Still waiting for repairs
The New York City Housing Authority’s long-suffering residents ought to consider dumping garbage on Gracie Mansion’s doorstep — because that’s more or less what Mayor de Blasio did on theirs, a mess now his to clean up. At the behest of Teamsters Local 237, Manhattan Supreme Court judge Kathryn Freed last week blocked NYCHA chairwoman Shola Olatoye from rearranging work shifts for cleaning and maintenance workers at 12 housing projects.
By scheduling staff to start as early as 6 a.m. and as late as 8 p.m. weekdays, instead of the present, firm 8 to 4:30, Olatoye had sought to keep worn complexes cleaner and enable employed tenants to schedule repair appointments for after they come home from work.
More than 9 in 10 NYCHA tenants surveyed gave her the thumbs up.
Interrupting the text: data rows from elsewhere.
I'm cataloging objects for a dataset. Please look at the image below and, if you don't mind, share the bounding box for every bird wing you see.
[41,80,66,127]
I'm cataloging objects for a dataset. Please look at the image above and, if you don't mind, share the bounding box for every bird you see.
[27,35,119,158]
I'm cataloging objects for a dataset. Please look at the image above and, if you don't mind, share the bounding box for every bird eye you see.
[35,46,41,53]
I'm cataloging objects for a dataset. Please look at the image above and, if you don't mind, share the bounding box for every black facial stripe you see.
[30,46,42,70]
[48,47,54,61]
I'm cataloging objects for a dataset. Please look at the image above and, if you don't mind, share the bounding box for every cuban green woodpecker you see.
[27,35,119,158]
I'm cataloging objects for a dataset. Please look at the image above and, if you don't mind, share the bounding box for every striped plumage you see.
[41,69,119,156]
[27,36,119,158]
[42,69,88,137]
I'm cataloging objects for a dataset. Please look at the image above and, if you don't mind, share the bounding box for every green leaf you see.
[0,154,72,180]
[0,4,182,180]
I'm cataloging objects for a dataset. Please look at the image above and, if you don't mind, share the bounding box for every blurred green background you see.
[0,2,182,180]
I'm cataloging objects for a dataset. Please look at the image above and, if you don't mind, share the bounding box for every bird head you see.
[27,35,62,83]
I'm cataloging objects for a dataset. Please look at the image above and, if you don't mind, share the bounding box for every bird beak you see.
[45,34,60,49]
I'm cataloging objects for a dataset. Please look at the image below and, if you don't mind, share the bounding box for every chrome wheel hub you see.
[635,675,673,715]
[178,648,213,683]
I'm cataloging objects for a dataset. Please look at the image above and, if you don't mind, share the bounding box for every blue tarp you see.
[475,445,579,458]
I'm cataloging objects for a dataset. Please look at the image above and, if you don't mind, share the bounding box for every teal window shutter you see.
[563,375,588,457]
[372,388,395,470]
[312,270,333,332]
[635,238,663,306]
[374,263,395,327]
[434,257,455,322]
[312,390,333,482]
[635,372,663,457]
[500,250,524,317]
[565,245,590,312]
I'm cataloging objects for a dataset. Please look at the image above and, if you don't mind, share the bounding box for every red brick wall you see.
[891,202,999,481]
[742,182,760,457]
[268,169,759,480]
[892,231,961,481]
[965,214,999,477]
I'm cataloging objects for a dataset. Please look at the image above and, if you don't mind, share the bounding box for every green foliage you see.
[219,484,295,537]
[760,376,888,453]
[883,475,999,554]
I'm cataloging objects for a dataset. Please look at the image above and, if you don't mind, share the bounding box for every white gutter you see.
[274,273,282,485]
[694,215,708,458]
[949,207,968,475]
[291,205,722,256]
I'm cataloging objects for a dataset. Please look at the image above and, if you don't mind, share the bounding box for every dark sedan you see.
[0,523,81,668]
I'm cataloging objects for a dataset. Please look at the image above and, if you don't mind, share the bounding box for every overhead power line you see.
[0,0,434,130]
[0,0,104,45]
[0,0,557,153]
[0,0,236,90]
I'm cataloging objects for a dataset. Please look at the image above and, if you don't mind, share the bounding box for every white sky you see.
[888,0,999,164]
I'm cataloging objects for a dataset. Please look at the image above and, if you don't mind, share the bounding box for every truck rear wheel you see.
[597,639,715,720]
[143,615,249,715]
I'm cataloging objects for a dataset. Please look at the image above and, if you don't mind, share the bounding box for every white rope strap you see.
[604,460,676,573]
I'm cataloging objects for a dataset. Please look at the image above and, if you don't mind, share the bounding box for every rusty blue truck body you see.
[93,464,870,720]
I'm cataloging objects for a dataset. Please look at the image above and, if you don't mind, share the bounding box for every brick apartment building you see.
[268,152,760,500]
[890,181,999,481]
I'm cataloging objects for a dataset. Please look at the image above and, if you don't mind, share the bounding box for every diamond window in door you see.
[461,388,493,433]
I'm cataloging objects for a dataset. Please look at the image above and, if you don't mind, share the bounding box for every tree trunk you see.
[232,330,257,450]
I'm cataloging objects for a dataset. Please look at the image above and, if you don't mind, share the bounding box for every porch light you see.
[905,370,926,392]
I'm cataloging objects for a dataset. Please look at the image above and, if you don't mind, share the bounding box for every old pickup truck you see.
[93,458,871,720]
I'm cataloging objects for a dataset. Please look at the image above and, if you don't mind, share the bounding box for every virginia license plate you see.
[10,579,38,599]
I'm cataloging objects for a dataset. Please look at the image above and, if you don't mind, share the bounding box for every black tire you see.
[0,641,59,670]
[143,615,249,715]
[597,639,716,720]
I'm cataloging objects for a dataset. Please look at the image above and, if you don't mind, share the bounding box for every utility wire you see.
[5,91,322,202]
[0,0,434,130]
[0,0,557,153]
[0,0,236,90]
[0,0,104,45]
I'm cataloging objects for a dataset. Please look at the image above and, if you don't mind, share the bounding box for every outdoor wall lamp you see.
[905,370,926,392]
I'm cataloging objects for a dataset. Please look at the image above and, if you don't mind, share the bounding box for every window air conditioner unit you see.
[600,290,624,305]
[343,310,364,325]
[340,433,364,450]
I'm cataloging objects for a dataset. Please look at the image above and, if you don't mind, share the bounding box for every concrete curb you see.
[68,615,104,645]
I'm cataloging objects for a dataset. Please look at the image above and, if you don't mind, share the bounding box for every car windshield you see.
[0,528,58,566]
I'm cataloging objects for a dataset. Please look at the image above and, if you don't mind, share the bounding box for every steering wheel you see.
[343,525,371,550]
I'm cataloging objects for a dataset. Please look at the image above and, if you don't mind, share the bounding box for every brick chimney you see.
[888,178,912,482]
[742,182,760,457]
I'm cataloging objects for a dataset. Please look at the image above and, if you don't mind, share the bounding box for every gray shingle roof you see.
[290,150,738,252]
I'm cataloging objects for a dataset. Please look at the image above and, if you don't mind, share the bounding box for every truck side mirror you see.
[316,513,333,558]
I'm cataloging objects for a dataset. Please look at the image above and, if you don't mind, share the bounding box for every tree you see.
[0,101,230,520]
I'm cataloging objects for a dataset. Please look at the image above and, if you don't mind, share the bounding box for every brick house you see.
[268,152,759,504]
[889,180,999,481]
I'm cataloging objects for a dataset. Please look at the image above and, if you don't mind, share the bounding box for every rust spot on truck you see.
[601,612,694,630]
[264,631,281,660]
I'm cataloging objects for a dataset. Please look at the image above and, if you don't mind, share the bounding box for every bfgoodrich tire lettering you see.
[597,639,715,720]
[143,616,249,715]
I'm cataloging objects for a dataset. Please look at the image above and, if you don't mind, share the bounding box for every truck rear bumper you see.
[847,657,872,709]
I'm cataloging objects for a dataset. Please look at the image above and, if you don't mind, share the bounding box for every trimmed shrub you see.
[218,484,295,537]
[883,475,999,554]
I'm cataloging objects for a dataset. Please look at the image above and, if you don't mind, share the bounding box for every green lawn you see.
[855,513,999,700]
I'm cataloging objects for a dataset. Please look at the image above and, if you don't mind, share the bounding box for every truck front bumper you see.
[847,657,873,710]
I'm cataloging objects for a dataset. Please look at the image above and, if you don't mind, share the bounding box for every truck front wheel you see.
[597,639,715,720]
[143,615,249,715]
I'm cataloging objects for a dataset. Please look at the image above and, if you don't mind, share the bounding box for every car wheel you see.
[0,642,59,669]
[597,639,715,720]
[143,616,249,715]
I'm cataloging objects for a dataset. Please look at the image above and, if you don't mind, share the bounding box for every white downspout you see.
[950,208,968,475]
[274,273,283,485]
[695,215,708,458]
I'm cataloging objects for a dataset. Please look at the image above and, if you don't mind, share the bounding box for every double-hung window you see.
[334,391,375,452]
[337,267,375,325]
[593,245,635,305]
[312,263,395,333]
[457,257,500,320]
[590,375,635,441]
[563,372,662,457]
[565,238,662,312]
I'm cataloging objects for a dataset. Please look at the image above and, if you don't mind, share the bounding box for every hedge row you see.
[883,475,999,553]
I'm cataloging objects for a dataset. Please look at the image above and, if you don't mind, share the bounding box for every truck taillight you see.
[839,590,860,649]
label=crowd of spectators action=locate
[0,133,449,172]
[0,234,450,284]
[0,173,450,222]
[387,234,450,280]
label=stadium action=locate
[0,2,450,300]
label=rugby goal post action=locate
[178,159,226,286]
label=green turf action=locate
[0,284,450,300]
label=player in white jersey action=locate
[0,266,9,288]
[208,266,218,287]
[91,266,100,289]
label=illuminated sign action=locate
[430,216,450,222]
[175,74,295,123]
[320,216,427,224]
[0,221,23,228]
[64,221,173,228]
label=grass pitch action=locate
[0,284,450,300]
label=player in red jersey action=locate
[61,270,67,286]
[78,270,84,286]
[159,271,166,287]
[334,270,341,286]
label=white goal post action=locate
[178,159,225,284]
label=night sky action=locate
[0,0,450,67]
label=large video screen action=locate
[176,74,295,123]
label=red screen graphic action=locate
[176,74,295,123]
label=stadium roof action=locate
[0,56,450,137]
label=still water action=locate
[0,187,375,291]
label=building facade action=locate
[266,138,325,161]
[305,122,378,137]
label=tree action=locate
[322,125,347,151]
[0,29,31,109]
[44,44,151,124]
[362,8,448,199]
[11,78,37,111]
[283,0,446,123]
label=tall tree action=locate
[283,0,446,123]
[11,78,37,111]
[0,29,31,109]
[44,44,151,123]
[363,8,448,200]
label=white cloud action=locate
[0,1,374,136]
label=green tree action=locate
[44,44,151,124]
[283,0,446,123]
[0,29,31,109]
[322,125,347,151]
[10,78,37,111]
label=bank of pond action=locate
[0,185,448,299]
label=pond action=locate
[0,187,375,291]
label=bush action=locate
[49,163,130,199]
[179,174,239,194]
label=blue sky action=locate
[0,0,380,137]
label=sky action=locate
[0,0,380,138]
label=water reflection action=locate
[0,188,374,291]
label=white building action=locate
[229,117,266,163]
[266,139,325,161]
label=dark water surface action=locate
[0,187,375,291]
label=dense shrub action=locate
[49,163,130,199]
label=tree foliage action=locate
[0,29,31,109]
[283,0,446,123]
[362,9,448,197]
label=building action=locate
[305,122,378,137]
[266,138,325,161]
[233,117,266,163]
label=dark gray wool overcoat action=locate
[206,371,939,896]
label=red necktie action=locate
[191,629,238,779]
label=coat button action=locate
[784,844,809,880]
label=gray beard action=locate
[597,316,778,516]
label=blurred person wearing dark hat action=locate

But the union argues that the move violates their contract — even though that contract allows the authority discretion to vary the 8 to 4:30 schedule as its needs demand, and even though NYCHA is merely testing the split-shift concept.
Oh, sure, NYCHA can still schedule earlier and later hours — by paying overtime, money the cash-starved authority just doesn’t have.
That leaves more than 400,000 tenants suffering with absurdly inadequate services in crumbling buildings — including Brooklyn’s Pink Houses, where a broken stairwell light bulb may have been a fatal factor in the death of Akai Gurley from NYPD Officer Peter Liang’s bullet.
And it leaves de Blasio to answer for why it was that he left the absurd 8-to-4:30 rule untouched, over Olatoye’s objections, in the union contract whose renewal he signed off on last May.
Inexcusably, NYCHA tenants must now depend on the whims of a court for hope of decent environs — because they couldn’t depend on a short-sighted mayor.